The receptionist appears at the opened door, leans on it to let me know Dr. Applegate is ready to see me. We walk down the hallway to her office. The walls are lined with black-
and-white pictures of oversized flowers, stock photo art that’s insultingly generic. The door opens and Dr. Applegate comes forward, hand outstretched. “Come on in, Allie.”
I duck into the room and take my place on the couch I hate. Burgundy. The worst color in the world. Dr. Applegate stands in front of me, all stiff colors: super-white skin, black-cherry lips, and chemically whitened teeth. Her hair is pulled back in a severe ponytail. She’s dressed in a tight, gray pencil skirt and a crisp white shirt. Dr. Applegate is wearing her perfection like a talisman. I hate to tell her how ridiculous that is. If that worked, Leah would still be here.
She sits. “So, Allie, what would you like to talk about today?”
I look out the window and try to buy time. Her window faces a courtyard. There’s never anyone out there and generally nothing to see, but it’s a pretty green courtyard with a small maple tree that someone planted next to the window. Its leaves are vibrant, tree-frog green. God, I love greens. Greens and blues are the best colors in the world.
“Allie?” Dr. Applegate tries to make me pay attention. She sits in her sleek black chair, her posture perfect. Her pen taps a pad of lined paper. Her nails are Opi Red. She’s so completely refined. So perfect. She’s all about power and control. Like Dad. And Leah.
Until she killed herself.
“I’ll start. First question, are you taking your meds?” Dr. Applegate shifts in her chair, her crossed leg pointed at me like an accusation.
I stare at the framed certificates on her wall, and the writing goes a little blurry, like my head. I don’t answer. The thing is, she doesn’t expect me to, because she’s got her next bullet loaded and ready to fire.

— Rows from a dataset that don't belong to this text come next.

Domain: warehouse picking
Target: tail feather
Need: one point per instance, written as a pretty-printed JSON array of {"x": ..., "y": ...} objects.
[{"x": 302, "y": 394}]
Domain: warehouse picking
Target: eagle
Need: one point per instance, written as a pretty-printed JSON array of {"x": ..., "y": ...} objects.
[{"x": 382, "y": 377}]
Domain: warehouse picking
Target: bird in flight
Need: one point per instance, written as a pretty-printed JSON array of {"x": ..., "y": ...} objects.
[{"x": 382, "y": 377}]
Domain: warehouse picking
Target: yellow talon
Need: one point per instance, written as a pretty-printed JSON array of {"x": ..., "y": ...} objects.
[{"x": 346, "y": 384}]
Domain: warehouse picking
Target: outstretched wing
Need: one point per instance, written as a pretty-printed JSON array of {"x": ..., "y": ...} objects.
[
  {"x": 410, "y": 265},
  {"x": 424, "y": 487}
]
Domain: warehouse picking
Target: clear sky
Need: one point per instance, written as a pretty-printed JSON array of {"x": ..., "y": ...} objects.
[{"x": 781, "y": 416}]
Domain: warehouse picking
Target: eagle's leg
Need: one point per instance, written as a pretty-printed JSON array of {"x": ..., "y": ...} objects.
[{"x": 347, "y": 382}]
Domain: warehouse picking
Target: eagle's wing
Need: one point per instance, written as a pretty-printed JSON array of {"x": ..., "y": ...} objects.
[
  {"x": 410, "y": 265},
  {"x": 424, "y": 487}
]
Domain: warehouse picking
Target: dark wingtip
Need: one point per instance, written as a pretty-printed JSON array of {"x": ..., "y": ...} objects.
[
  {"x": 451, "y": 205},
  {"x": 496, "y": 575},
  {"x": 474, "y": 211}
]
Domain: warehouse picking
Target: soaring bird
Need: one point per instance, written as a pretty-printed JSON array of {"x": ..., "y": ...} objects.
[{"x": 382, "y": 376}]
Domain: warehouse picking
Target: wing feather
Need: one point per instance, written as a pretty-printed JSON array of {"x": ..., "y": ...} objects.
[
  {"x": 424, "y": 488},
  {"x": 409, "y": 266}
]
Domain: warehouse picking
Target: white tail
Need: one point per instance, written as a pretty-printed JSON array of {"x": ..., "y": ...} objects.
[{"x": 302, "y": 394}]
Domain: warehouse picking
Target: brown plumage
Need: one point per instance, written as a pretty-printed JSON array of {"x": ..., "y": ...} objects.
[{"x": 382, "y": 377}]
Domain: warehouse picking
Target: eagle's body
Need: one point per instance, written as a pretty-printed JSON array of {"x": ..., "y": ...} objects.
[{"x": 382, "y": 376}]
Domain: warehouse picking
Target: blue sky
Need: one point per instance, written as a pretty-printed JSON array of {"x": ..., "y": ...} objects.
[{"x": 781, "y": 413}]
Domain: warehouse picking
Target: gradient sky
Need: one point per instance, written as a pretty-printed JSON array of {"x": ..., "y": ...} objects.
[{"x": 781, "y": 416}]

“Okay, moving on. How was your first day at school?”
That one I’ll answer. “Fine.”
“Allie,” Dr. Applegate starts again. “In order to get the full benefits of therapy, you have to participate. This is your time. For you.”
I want to ask if her friend, Dr. Gates, gave Leah the “benefit” of therapy. Does she think he was successful with my sister? I want to ask her, but I don’t, because Dr. Applegate isn’t who I’m mad at, despite the burgundy couch. She didn’t know about Leah’s and my pact. I remind myself that she had no idea. And so far, she’s stayed far enough away from the danger zone. She deserves something.